However at a St Moritz Tobogganing Club meeting members voted by a two-thirds majority to allow women to ride the Cresta Run again and become members.
"It's a good step forward," GB skeleton racer Jerry Rice told BBC Sport.
"They are moving forward and I agree that it's time for the women to be able to slide like the men. I look forward to seeing women on the run."
The St Moritz Tobogganing Club was founded by British Military officers in 1887.
Rice worked at the world's oldest natural ice run for two seasons and reckons he has hurled himself down the 1,325-yard track up to 200 times.
"I got into Cresta through my dad, who was a member and had been for a number of years," he said.

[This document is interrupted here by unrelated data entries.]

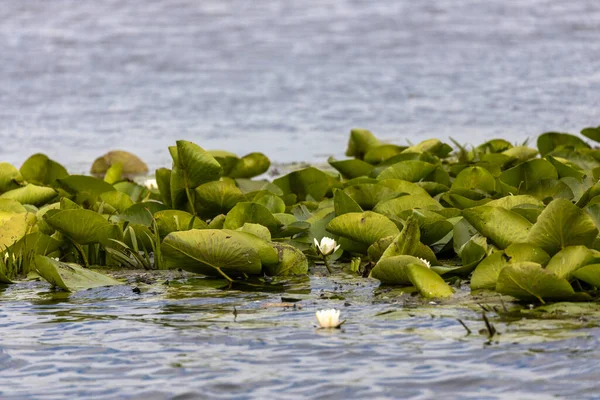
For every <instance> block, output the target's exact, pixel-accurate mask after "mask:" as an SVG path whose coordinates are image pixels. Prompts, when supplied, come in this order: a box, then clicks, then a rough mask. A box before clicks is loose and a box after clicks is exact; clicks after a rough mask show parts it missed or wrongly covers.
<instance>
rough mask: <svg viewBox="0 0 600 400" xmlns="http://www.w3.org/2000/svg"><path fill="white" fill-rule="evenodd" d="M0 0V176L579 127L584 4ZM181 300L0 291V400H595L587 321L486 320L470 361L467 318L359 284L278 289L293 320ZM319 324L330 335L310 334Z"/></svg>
mask: <svg viewBox="0 0 600 400" xmlns="http://www.w3.org/2000/svg"><path fill="white" fill-rule="evenodd" d="M0 1H1V3H0V4H1V6H0V46H1V48H2V60H3V61H2V62H1V63H0V143H1V144H0V159H1V160H2V161H9V162H12V163H15V164H16V165H20V163H21V162H23V161H24V160H25V159H26V157H27V156H29V155H30V154H32V153H34V152H39V151H43V152H45V153H47V154H48V155H50V156H51V157H52V158H55V159H57V160H59V161H61V162H62V163H64V164H65V165H66V166H67V167H68V168H69V169H70V170H71V171H77V172H79V171H84V170H86V169H87V168H88V166H89V165H90V164H91V160H92V159H93V158H95V157H96V156H98V155H100V154H102V153H103V152H105V151H108V150H110V149H114V148H122V149H126V150H130V151H133V152H135V153H137V154H138V155H140V156H141V157H142V158H143V159H144V160H146V161H147V162H148V163H149V164H150V166H151V167H160V166H166V165H169V163H170V161H169V160H170V158H169V154H168V152H167V150H166V146H168V145H171V144H173V142H174V141H175V140H176V139H181V138H183V139H189V140H193V141H195V142H197V143H198V144H200V145H201V146H203V147H205V148H208V149H217V148H220V149H227V150H230V151H234V152H237V153H239V154H240V155H243V154H245V153H247V152H250V151H263V152H265V153H266V154H267V155H268V156H269V157H270V158H271V159H273V160H275V161H279V162H287V161H304V160H307V161H317V160H318V161H322V160H324V159H325V157H326V156H328V155H336V156H342V153H343V151H344V148H345V142H346V139H347V134H348V131H349V129H350V128H352V127H365V128H369V129H371V130H372V131H373V132H374V133H375V134H377V135H378V136H379V137H381V138H383V139H385V140H389V141H393V142H396V143H399V144H403V143H405V141H406V140H412V141H419V140H421V139H425V138H429V137H432V136H436V137H440V138H442V139H447V138H448V137H449V136H452V137H454V138H456V139H458V140H460V141H463V142H479V141H482V140H484V139H486V138H491V137H494V136H503V137H506V138H508V139H510V140H512V141H522V140H524V139H525V138H526V137H527V136H535V135H536V134H539V133H541V132H544V131H547V130H560V131H570V132H577V131H578V130H579V129H580V128H582V127H585V126H589V125H594V126H597V125H598V124H600V122H599V119H598V118H599V115H600V114H599V113H598V110H599V109H600V95H599V93H600V72H599V71H600V40H599V38H600V4H599V3H598V2H597V1H596V0H580V1H572V2H566V1H560V0H530V1H527V2H525V1H516V0H512V1H510V0H502V1H500V0H493V1H470V0H452V1H450V0H438V1H435V2H434V1H419V2H415V1H395V2H392V1H389V2H382V1H358V0H346V1H344V0H319V1H313V0H308V1H295V0H292V1H283V0H281V1H276V0H264V1H241V0H235V1H234V0H232V1H216V0H203V1H190V0H179V1H175V0H173V1H149V0H148V1H143V2H142V1H127V2H124V1H118V0H98V1H94V2H90V1H75V0H53V1H41V0H37V1H36V0H21V1H11V0H0ZM182 282H183V283H180V284H179V285H180V286H181V285H183V286H185V287H186V288H185V290H183V289H182V288H181V287H172V286H170V285H169V286H167V285H162V286H160V285H159V286H158V287H154V286H153V287H144V290H143V291H142V293H141V294H139V295H138V294H135V293H133V292H132V291H131V286H125V287H122V288H116V289H110V290H109V289H102V290H96V291H88V292H83V293H78V294H73V295H70V296H59V295H56V294H53V293H52V292H50V291H49V289H48V288H47V287H46V286H44V285H42V284H36V283H32V284H23V285H18V286H16V287H15V286H13V287H9V288H4V287H3V288H0V397H1V398H2V399H19V398H36V399H37V398H48V399H52V398H55V399H63V398H66V397H82V398H94V399H114V398H132V399H135V398H140V399H152V398H169V397H172V396H176V395H178V396H179V397H178V398H180V399H184V398H198V397H210V398H219V397H222V398H231V397H235V398H306V397H311V398H368V397H372V398H378V397H380V398H416V399H426V398H433V397H440V396H443V397H444V398H473V399H484V398H507V399H508V398H511V399H512V398H535V399H543V398H557V397H558V398H560V397H565V398H566V397H568V398H597V397H598V386H600V385H599V384H598V380H597V376H598V374H597V371H598V369H599V367H600V365H599V364H600V361H599V360H600V352H599V350H598V344H599V343H598V339H597V337H598V333H600V332H599V330H598V328H597V327H596V324H597V321H598V317H597V316H593V315H592V316H587V317H585V318H581V319H576V320H571V319H568V320H565V321H563V320H560V319H559V320H553V319H549V320H545V319H544V320H537V319H533V320H531V319H526V320H521V319H518V320H515V321H505V320H504V319H500V318H499V317H497V316H494V315H492V318H493V319H494V321H495V323H496V324H497V327H498V328H499V330H500V331H501V332H502V335H501V336H500V339H499V342H498V343H492V344H486V338H485V337H484V336H481V335H479V334H478V333H477V331H478V330H479V329H481V328H482V327H483V323H482V321H481V315H480V312H479V311H475V308H467V307H458V306H448V305H447V306H440V305H428V304H426V305H424V306H422V307H419V308H416V309H411V308H410V309H409V308H407V307H405V306H404V297H398V295H391V294H390V295H386V294H385V293H382V292H380V291H378V290H379V289H377V285H376V283H373V282H370V281H364V282H363V283H362V284H361V285H359V286H354V288H353V289H352V290H351V291H350V292H351V293H352V294H350V295H342V296H339V295H336V294H335V293H336V290H337V291H339V290H341V289H339V285H337V284H338V283H339V282H336V281H335V280H328V279H319V278H311V279H310V281H308V282H304V283H302V284H301V285H300V286H301V289H299V290H296V291H294V288H291V289H290V288H288V289H286V291H285V292H284V295H283V296H284V297H285V296H292V297H293V296H296V297H298V299H300V300H302V301H300V303H299V304H301V305H302V308H301V309H295V310H294V309H282V308H278V307H271V304H270V303H277V302H280V301H281V299H282V294H281V293H274V292H269V291H264V290H263V291H260V290H259V291H247V290H239V291H233V292H224V291H222V290H217V289H210V288H207V287H206V286H205V285H202V284H200V285H198V284H196V283H189V282H188V283H186V282H187V281H185V280H184V281H182ZM336 285H337V286H336ZM348 285H349V286H350V284H348ZM336 287H337V288H338V289H336ZM344 290H350V289H348V288H344ZM182 291H183V294H182ZM290 292H291V293H290ZM322 295H323V297H321V296H322ZM339 297H345V298H344V299H341V298H339ZM345 303H349V305H347V306H345V305H344V304H345ZM330 306H335V307H341V308H343V313H344V317H345V318H347V319H348V323H347V324H346V325H345V328H344V329H343V330H341V331H335V332H324V331H319V330H316V329H314V327H313V326H312V323H313V322H314V311H315V310H316V309H317V308H324V307H330ZM234 307H236V309H237V310H238V315H237V318H235V320H234V315H233V311H232V310H233V308H234ZM388 311H392V312H391V313H387V312H388ZM457 318H461V319H463V320H464V321H465V323H467V324H468V325H469V326H471V328H472V330H473V332H474V333H473V334H472V335H468V336H467V335H465V333H466V331H465V330H464V329H463V328H462V327H461V326H460V324H458V322H457V321H456V319H457Z"/></svg>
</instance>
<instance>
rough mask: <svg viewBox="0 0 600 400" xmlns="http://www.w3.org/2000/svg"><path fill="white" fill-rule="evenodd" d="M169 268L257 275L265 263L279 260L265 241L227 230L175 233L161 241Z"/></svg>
mask: <svg viewBox="0 0 600 400" xmlns="http://www.w3.org/2000/svg"><path fill="white" fill-rule="evenodd" d="M161 251H162V253H163V254H164V256H165V260H166V264H167V267H168V268H182V269H185V270H186V271H190V272H194V273H199V274H205V275H212V276H219V275H223V274H226V275H230V274H233V275H234V276H236V275H241V274H250V275H257V274H260V273H261V272H262V265H263V263H264V264H268V265H273V264H277V263H278V262H279V256H278V254H277V252H276V251H275V250H274V249H273V247H271V245H270V244H269V243H267V242H265V241H264V240H262V239H260V238H258V237H257V236H254V235H252V234H249V233H243V232H236V231H231V230H228V229H222V230H215V229H201V230H196V229H193V230H189V231H182V232H173V233H170V234H169V235H167V237H165V239H164V240H163V242H162V244H161Z"/></svg>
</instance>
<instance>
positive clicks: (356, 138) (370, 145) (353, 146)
mask: <svg viewBox="0 0 600 400" xmlns="http://www.w3.org/2000/svg"><path fill="white" fill-rule="evenodd" d="M379 145H380V143H379V140H377V138H376V137H375V136H374V135H373V134H372V133H371V132H369V131H368V130H366V129H352V130H351V131H350V139H349V141H348V148H347V149H346V155H347V156H348V157H356V158H359V159H362V158H363V157H364V155H365V154H366V153H367V152H368V151H369V150H371V149H372V148H374V147H377V146H379Z"/></svg>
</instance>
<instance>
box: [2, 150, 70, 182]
mask: <svg viewBox="0 0 600 400" xmlns="http://www.w3.org/2000/svg"><path fill="white" fill-rule="evenodd" d="M20 171H21V174H22V175H23V178H24V179H25V180H26V181H27V182H29V183H34V184H36V185H52V184H53V183H54V182H55V181H56V180H57V179H62V178H66V177H67V176H68V175H69V173H68V172H67V170H66V169H65V167H63V166H62V165H60V164H59V163H57V162H56V161H54V160H51V159H49V158H48V156H46V155H45V154H39V153H38V154H34V155H32V156H31V157H29V158H28V159H27V160H25V162H24V163H23V165H22V166H21V169H20ZM0 186H1V185H0Z"/></svg>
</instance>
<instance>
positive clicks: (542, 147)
mask: <svg viewBox="0 0 600 400" xmlns="http://www.w3.org/2000/svg"><path fill="white" fill-rule="evenodd" d="M537 145H538V149H539V151H540V154H541V155H542V156H545V155H546V154H547V153H549V152H551V151H553V150H555V149H557V148H560V147H567V148H574V149H578V148H589V147H590V146H589V145H588V144H587V143H585V142H584V141H583V140H581V139H580V138H578V137H577V136H573V135H570V134H568V133H559V132H546V133H544V134H542V135H540V136H538V139H537Z"/></svg>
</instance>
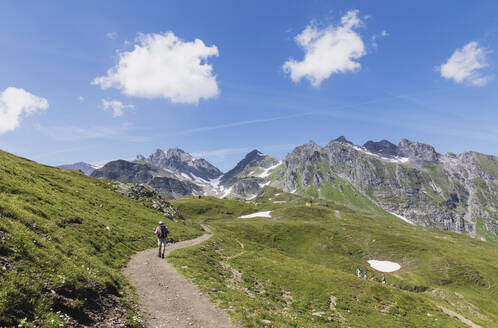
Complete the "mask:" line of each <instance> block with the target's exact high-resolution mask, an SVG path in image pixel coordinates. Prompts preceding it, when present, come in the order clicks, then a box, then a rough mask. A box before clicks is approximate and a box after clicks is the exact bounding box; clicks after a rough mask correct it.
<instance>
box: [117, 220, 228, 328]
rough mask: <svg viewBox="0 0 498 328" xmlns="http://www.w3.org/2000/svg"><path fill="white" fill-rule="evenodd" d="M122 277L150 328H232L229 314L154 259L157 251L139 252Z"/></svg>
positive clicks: (210, 234)
mask: <svg viewBox="0 0 498 328" xmlns="http://www.w3.org/2000/svg"><path fill="white" fill-rule="evenodd" d="M202 227H203V228H204V230H205V231H206V234H204V235H202V236H200V237H198V238H196V239H191V240H186V241H183V242H179V243H174V244H168V245H167V247H166V254H169V252H171V251H172V250H174V249H179V248H184V247H189V246H193V245H197V244H199V243H201V242H203V241H206V240H208V239H209V238H211V236H212V235H213V234H212V232H211V230H209V228H208V227H206V226H202ZM124 274H125V275H126V277H127V279H128V280H129V281H130V283H131V284H132V285H133V286H134V287H135V289H136V291H137V293H138V296H139V305H140V313H141V315H142V318H143V319H144V321H145V324H146V327H149V328H170V327H175V328H184V327H195V328H200V327H202V328H235V327H237V325H235V324H234V323H233V322H232V321H231V320H230V319H229V317H228V314H227V313H226V312H225V311H223V310H222V309H219V308H217V307H216V304H214V303H212V302H211V301H210V300H209V298H208V297H207V296H206V295H204V294H203V293H202V292H201V290H200V289H199V288H198V287H197V286H195V285H193V284H192V283H191V282H190V281H189V280H187V279H186V278H185V277H183V276H182V275H181V274H180V273H178V272H177V271H176V270H175V268H174V267H173V265H172V264H170V263H168V262H167V261H165V260H164V259H161V258H159V257H158V256H157V248H151V249H148V250H145V251H142V252H138V253H136V254H135V255H133V257H132V258H131V260H130V262H129V263H128V265H127V266H126V267H125V268H124Z"/></svg>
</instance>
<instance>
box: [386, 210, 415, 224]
mask: <svg viewBox="0 0 498 328" xmlns="http://www.w3.org/2000/svg"><path fill="white" fill-rule="evenodd" d="M388 212H389V211H388ZM389 213H391V214H392V215H394V216H397V217H398V218H400V219H401V220H403V221H405V222H406V223H409V224H411V225H415V223H413V222H412V221H410V220H408V219H407V218H405V217H404V216H401V215H398V214H396V213H394V212H389Z"/></svg>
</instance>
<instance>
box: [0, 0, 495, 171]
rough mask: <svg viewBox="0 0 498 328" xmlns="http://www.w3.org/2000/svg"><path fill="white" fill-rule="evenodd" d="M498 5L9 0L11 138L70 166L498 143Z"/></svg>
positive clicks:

"I worked two full seasons and I've probably done between 150-200 runs.
"That's how I got into skeleton - someone said to me 'you're pretty good at this, perhaps you should give skeleton a go', so I did."
Rice, who is racing on the World Cup circuit this year, finished 10th at the 2018 Winter Olympics in Pyeongchang, where team-mate Dom Parsons won bronze. Lizzy Yarnold defended her Olympic title in the women's race, with fellow Briton Laura Deas finishing third.
"There are some big differences between the sports [tobboganing and skeleton] but both are similar in terms of how it feels," added Rice.
"You're at the top of a track and about to hurtle down at about 80mph with no breaks and not much protection.
"It's a nerve-wracking experience, just as skeleton is. After a while, you get used to both of them, though."
Women's skeleton and bobsleigh have been part of the Winter Olympics since 2002, with Britain's women winning three golds, one silver and two bronze medals and the men collecting three bronzes.